В феврале 1856 г. я поступил своекоштным воспитанником в так называемый дворянский пансион, находившийся при вологодской гимназии, и оставил его в июне 1863 г., по окончании гимназического курса. Таким образом, мое пребывание в этом пансионе охватывает период времени немного более семи лет. Я поступил в гимназию в ту темную, глухую пору, когда наш пансион представлял собой тесный, замкнутый мирок…
Строители гимназии, говорят, хотели первоначально придать зданию вид буквы П, но, по недостатку денежных средств или по чему-нибудь иному, не достроили третьей стороны здания, и поэтому вместо П получилась несколько неправильная буква Г. Одной стороной гимназия наша выходила на улицу, а фасадом – на площадь, так называемый «плац-парад» или «парадное место», где происходили солдатские учения и куда заходили иногда соблазненные зеленой муравой лошади и коровы. На противоположной стороне площади, vis-à-vis с гимназией, стоял (да стоит и поныне) губернаторский дом и рядом с ним духовная семинария. С третьей стороны площади некогда находилась гауптвахта, но в 60-х годах она за ненадобностью была уничтожена и на ее месте воздвигнут деревянный сарай для городского театра.

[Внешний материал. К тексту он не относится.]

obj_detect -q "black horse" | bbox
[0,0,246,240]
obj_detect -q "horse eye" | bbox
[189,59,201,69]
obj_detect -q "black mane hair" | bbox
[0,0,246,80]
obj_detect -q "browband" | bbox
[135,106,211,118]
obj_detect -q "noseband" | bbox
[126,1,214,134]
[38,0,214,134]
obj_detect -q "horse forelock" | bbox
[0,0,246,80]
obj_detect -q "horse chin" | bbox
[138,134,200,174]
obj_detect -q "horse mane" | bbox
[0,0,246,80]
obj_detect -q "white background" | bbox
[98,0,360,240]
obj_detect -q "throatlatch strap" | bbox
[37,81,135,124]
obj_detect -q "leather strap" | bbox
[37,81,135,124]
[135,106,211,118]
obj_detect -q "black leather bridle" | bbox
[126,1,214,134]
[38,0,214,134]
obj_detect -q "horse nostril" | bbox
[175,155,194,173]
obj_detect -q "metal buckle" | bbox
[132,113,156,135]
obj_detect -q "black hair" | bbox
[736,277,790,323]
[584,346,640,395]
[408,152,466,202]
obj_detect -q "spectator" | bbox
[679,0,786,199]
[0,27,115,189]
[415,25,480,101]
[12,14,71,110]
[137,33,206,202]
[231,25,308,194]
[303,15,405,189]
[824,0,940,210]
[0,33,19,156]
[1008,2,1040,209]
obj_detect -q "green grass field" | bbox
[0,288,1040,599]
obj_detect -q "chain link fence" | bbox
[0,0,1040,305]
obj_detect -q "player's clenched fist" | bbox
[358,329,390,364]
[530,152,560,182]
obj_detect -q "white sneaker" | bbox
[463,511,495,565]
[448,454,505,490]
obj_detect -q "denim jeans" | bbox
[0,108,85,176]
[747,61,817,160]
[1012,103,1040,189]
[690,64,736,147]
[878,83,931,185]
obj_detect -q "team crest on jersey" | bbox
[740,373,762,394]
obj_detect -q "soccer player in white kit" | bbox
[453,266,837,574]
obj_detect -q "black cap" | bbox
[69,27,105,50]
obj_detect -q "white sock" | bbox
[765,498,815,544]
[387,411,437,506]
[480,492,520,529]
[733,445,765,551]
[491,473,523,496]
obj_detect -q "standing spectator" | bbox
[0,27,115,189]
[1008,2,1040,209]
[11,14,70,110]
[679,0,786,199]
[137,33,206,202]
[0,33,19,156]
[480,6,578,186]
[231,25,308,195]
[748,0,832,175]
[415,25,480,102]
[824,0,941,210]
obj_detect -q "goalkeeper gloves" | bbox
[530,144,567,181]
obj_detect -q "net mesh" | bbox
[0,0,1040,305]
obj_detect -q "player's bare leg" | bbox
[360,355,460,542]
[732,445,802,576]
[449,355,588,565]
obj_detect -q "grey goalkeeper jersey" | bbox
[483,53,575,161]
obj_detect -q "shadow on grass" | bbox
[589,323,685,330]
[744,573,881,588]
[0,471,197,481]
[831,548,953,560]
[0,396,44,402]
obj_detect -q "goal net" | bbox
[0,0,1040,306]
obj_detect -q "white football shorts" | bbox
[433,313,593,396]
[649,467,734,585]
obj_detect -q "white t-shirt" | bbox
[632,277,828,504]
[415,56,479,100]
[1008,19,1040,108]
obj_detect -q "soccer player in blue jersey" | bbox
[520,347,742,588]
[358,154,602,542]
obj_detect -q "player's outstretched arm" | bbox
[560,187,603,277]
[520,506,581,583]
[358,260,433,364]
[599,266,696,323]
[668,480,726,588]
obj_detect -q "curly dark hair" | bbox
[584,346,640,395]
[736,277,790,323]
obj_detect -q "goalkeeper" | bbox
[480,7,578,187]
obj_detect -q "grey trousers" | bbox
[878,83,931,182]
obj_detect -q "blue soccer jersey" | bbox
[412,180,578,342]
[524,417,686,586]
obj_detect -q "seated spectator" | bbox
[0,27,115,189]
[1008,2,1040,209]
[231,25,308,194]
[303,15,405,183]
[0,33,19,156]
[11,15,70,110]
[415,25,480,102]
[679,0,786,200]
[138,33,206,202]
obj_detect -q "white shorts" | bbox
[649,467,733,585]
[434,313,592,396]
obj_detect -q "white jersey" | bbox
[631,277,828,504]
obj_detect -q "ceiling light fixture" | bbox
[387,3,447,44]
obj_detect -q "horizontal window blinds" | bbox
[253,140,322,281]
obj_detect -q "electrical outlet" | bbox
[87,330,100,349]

Высота здания, большие окна и фасад с колоннами придавали нашей гимназии весьма внушительный вид.
При гимназии находился довольно большой, густой сад, бывший во владении директора, который, впрочем, им почти не пользовался. В пользовании же пансионеров находился двор, усыпанный песком и окаймленный с трех сторон аллеями тощих березок, не дававших ни малейшей тени. В аллеях стояло несколько скамеек. На этом дворе в летнюю пору пансионеры играли в мяч, в лапту, в городки, свайку и т. п.
Спальни состояли из трех комнат – для младшего, среднего и старшего возраста – и содержались в безукоризненной опрятности и чистоте. На каждую койку полагались: матрас, простыня, байковое одеяло и подушка; у каждой койки стоял табурет. Гувернер спал в средней комнате. По ночам в спальне горели свечи. Дежурный сторож в валенках, как призрак, неслышно бродил по спальне, снимал со свечей, прикрывал спящих, если те во сне сбрасывали с себя одеяло, а остальное время дремал на табурете у стены.
В 6 часов утра, по приказанию гувернера, сторож обходил спальни, громко звоня в большой колокольчик. Этот звон колокольчика был чрезвычайно неприятен – особенно в темную, зимнюю пору, когда в спальне бывало довольно свежо и хотелось еще спать. Если после звонка кто-нибудь продолжал нежиться, сладко потягиваться или же снова засыпал, с того гувернер без церемонии сдергивал одеяло, и тогда уж поневоле приходилось вскакивать и одеваться.
Здесь кстати заметим, что пансионеры дома носили куртки с красными воротниками, а при выходе из гимназии надевали однобортный мундир с красным стоячим воротником, с золотым позументом и с красными же обшлагами рукавов. Фуражка с красным околышем и синевато-серого цвета шинель, «подбитая ветром», довершали наш костюм. Ни калош, ни более теплого одеяния зимой – не полагалось. Нас во многих отношениях вели по-спартански. Отмечаю эту черту старых школьных порядков, как заслуживающую одобрения, по моему мнению.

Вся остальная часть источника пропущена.